I’ve never won anything in my whole life.
I never won a music recital, hell I never even entered one.
I never won a sports championship.
I never won a talent show.
I never won a battle of the bands.
I was never first in anything, school, sports, life.
That’s not to say that I necessarily lost all of those things either. I just floated around mediocrity. I learned from an early age that competition was not something that drove me like it does with some people. And that I was more comfortable as the observer of greatness rather than the owner of it.
When I got to college I often worked with other people on their projects before I even began to think about my own. My many sleepless nights are more attributable to helping a friend find his or her way than putting grueling hours in on my own work. And if my work suffered for it, I didn’t mind much. I worked in this way so much that often after the professor would leave I would make my rounds to people I knew would want to get my perspective.

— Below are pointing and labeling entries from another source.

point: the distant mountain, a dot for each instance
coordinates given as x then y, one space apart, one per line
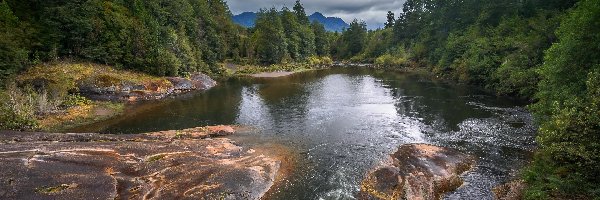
247 19
331 23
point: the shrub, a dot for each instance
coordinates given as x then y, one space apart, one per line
389 60
17 109
319 61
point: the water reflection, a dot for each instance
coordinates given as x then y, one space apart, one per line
341 122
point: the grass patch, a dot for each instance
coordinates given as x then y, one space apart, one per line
46 97
155 158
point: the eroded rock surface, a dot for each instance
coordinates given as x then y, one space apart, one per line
124 91
510 191
183 164
416 171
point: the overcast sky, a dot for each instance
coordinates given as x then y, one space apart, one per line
371 11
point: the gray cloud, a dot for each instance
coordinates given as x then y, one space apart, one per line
371 11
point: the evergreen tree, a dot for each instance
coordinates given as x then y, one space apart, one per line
271 44
354 38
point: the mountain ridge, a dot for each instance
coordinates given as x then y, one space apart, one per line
333 24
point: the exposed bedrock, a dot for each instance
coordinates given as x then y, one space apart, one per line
184 164
416 171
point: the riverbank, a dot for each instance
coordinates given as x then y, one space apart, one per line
191 163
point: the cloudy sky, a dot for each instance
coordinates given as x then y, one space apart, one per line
371 11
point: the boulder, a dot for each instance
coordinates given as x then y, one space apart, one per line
510 191
202 81
143 166
416 171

The competitive kids in class devoted all their time to their projects, and I devoted all my time to their projects too. I always did well, finished with 4.0’s in my studios but I never won honors (as the best project in the class). I’m not sure I would have anyways but having the drive to have the best project couldn’t have hurt.
I don’t regret it at all. It gave me my first inkling that I might want to teach. Professors noticed my helping role and sometimes asked me to sit on the critique panel for their other classes, which I enjoyed immensely.
When I got to Grad School, I studied history and theory because I believed it was a course to teaching, an idea I got from my position in undergrad. I would often find myself walking through the studios eager to help a fledgling student, which never happened. Not even once. I think they viewed me as a dinosaur and couldn’t understand what I might bring to the table.
Maybe the competition had raised that much in my few years away from school. Maybe my help was never that useful in the first place.